O método consiste em identificar um biomarcador, o ácido fórmico, que pode revelar a existência do Alzheimer.
Esta seria uma ferramenta possível em larga escala, afirmam os desenvolvedores, tendo em vista que as formas atuais de diagnosticar Alzheimer são caras, inconvenientes e inadequadas para testagem de rotina.
'Os estágios iniciais da doença ocorrem antes do estágio de demência irreversível, e esta é a janela de ouro para intervenção e tratamento. Portanto, a triagem em larga escala para a doença de Alzheimer em estágio inicial é necessária para os idosos', dizem os autores do estudo.
Os meios atuais para identificar o Alzheimer incluem tomografias que expõem o paciente à radiação ou coletas de sangue que requerem punção lombar para obter líquido cefalorraquidiano.
O exame de urina surge neste contexto como algo não invasivo e barato.
O biomarcador de Alzheimer estudado pelos pesquisadores chineses é o ácido fórmico, um produto metabólico do formaldeído, este último já anteriormente investigado por sua relação com a doença.
No estudo, foram recrutadas 574 pessoas saudáveis com cognição normal ou com diferentes graus de progressão do Alzheimer – de declínio cognitivo subjetivo a doença completa.
Foram analisadas as amostras de urina de todos, além de eles terem passado por avaliações psicológicas.
Nas amostras de urina, os cientistas observaram que os níveis de ácido fórmico eram significativamente mais elevados nos pacientes com Alzheimer, em comparação com os saudáveis.
Também notou-se que o ácido fórmico era mais alto mesmo naqueles em que a doença ainda não dava sinais de progressão.

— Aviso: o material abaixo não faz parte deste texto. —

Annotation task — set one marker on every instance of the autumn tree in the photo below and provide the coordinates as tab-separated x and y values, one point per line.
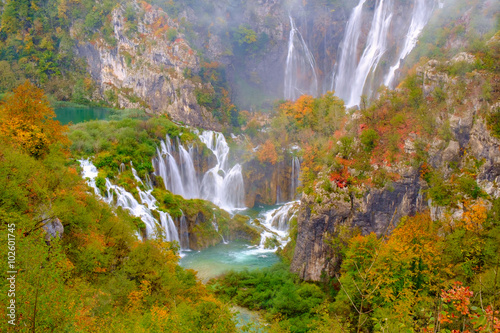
27	121
267	153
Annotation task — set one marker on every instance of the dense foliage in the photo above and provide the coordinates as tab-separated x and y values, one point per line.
98	276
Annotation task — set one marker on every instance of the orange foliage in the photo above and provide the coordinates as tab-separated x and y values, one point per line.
27	121
299	110
267	153
475	216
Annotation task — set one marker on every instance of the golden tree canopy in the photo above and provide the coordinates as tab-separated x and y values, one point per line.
26	120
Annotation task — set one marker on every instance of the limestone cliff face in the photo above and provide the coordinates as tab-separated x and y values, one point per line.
266	183
145	69
322	214
372	212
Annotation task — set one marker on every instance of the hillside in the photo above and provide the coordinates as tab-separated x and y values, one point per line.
355	144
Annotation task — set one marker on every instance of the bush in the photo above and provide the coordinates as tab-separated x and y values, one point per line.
369	138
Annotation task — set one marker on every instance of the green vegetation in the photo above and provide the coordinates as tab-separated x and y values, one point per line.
98	276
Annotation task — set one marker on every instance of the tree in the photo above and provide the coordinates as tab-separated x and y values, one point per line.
27	121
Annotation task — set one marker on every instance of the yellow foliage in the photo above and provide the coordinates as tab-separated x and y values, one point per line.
27	121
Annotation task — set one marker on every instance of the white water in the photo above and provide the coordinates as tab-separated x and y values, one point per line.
221	185
300	70
353	73
422	11
276	223
127	201
184	241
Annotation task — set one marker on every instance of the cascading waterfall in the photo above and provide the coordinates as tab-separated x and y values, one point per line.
216	227
346	67
222	185
300	70
375	47
168	227
422	11
280	217
294	178
176	181
276	224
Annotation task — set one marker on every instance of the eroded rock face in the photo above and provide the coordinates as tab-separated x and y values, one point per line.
266	183
146	69
468	142
377	210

Os autores do estudo compararam os resultados das urina com exames de sangue que também identificam biomarcadores de Alzheimer e concluíram que os primeiros tinham mais precisão em identificar a doença em estágios iniciais.
'O ácido fórmico urinário mostrou uma excelente sensibilidade para triagem precoce de Alzheimer. A detecção de biomarcadores de Alzheimer na urina é conveniente e econômica, e deve ser realizada durante exames físicos de rotina em idosos', afirmam.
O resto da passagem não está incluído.